Son Kur’an Kursu Öğreticiliği, İmam-Hatiplik ve Müezzin-Kayyımlık yeterlik mülakat sınavındaki sonuçlar ve komisyonların adaylara bakış açısı bardağı taşıran son damla olmuştur. Hangi ilke ve esaslara gibi mülakatın yapılacağı tespit edilmediği gibi komisyon üyelerinin arzu ettiği tasarrufu gösterme hürriyeti son haddine kadar verildiği görülüyor. Adayların yakındıkları en ciddi konu, sınavda komisyon üyeleri önünde adeta bir kurban gibi görülerek merhamet ve şefkat dilemeye mecbur edildikleri görüşüdür. Bırakın barbar toplumlarda, en aşağılık kimliğe sahip toplumlarda dahi görülmemiş bu insanlık dışı muamelenin Diyanet gibi bir kurumda, bu çağda, bu hükümet döneminde görülüyor olması artık, kıyametin kopacağı anlamına gelmektedir.

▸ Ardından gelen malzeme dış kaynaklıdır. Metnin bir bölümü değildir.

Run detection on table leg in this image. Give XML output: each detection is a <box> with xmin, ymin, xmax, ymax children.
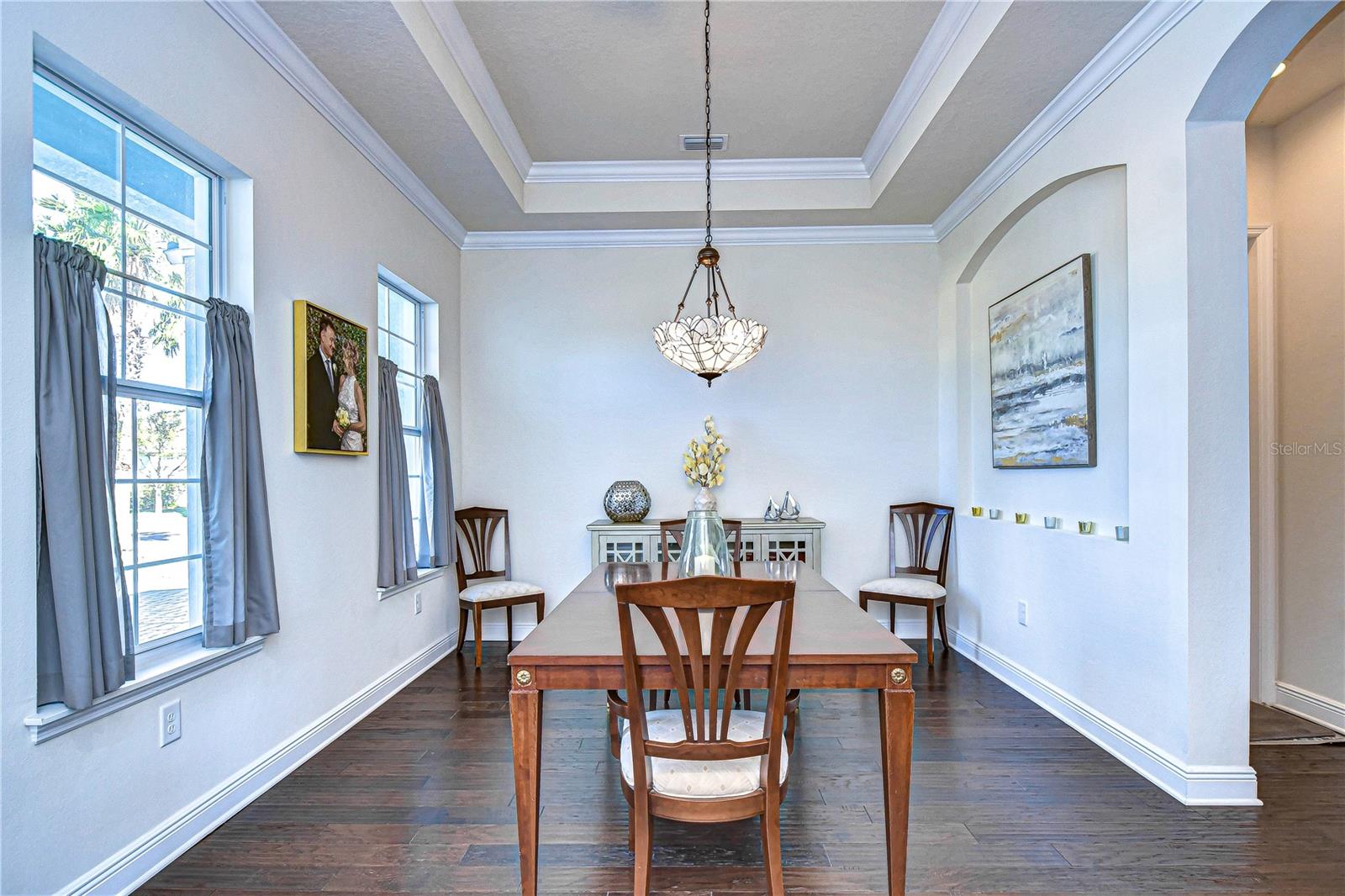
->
<box><xmin>882</xmin><ymin>686</ymin><xmax>916</xmax><ymax>896</ymax></box>
<box><xmin>509</xmin><ymin>688</ymin><xmax>542</xmax><ymax>896</ymax></box>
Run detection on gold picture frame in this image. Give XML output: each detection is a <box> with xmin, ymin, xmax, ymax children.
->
<box><xmin>294</xmin><ymin>298</ymin><xmax>372</xmax><ymax>457</ymax></box>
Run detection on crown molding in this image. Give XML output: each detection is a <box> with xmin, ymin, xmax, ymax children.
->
<box><xmin>206</xmin><ymin>0</ymin><xmax>467</xmax><ymax>248</ymax></box>
<box><xmin>862</xmin><ymin>3</ymin><xmax>978</xmax><ymax>175</ymax></box>
<box><xmin>462</xmin><ymin>224</ymin><xmax>936</xmax><ymax>251</ymax></box>
<box><xmin>933</xmin><ymin>0</ymin><xmax>1201</xmax><ymax>240</ymax></box>
<box><xmin>421</xmin><ymin>3</ymin><xmax>533</xmax><ymax>180</ymax></box>
<box><xmin>527</xmin><ymin>157</ymin><xmax>869</xmax><ymax>183</ymax></box>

Öncelikle şu soruları sormak ve bu konuda Başbakanlık Teftiş Kurulunda yardım talep etmek en temel hakkımız olsa gerek. Komisyonda yer alan üyelerin ehliyet ve kabiliyetleri kimler tarafından, nasıl tespit edilmiştir? Onların doğru, adil ve objektif karar vereceklerine dair güven nereden duyulmuştur? Binlerce aday tüm sorulara doğru cevap verdikleri, kıraati düzgün yaptıklarını söyledikleri halde neden başarısız sayılmışlardır? Belli kıstasa göre sınav yapıldıysa, adayların bunu bilmeye hakkı yok muydu, var ise neden kamuoyuna beyan edilmedi? Belli bir kıstasın olmaması yönetimin yetersizliğini gösterip acilen istifa etmesini gerektirmez mi? Belli bir kıraat imamı ve çeşidi tercih edilmiş midir ya da kimler, nasıl ve hangi nedenlerle başarısız addedildiler? Komisyon üyeleri bağımsız jürilerce ehliyet ve liyakat tespit sınavına girmişler midir? Mülakat sınavları neden kameralar önünde gerçekleştirilmemiş, ilke ve esaslar, yeterlilik ölçütleri ve kıraat örneği beyan edilmemiştir? Her üyenin kendi bildiği yönteme göre karar vermesi anlamına gelen, genel ilke ve esasların beyan edilmemesi sorunu sebebiyle adaylar nezdinde vuku bulan maddi ve manevi mağduriyet sorumluluğu kime aittir?
Bu ve benzeri daha birçok problem mevcut Diyanet yönetiminin işin ehli olmadığı, yeterli bir donanım ve kabiliyete sahip olmadığını göstermektedir. Başkaları için ağır ve fütursuzca kararlar verenlerin, iş kendi şahıslarını ilgilendirince neden yan çizdiklerinin hesabını vermek durumundadırlar. Din şuraları yapmakla Diyanet’in yönetilemeyeceği ya da yönetimin bu olmadığını birilerinin hatırlatması gerekiyor! Sahi yedi yıldır yönetimi işgal eden grup dişe dokunur ne yaptı?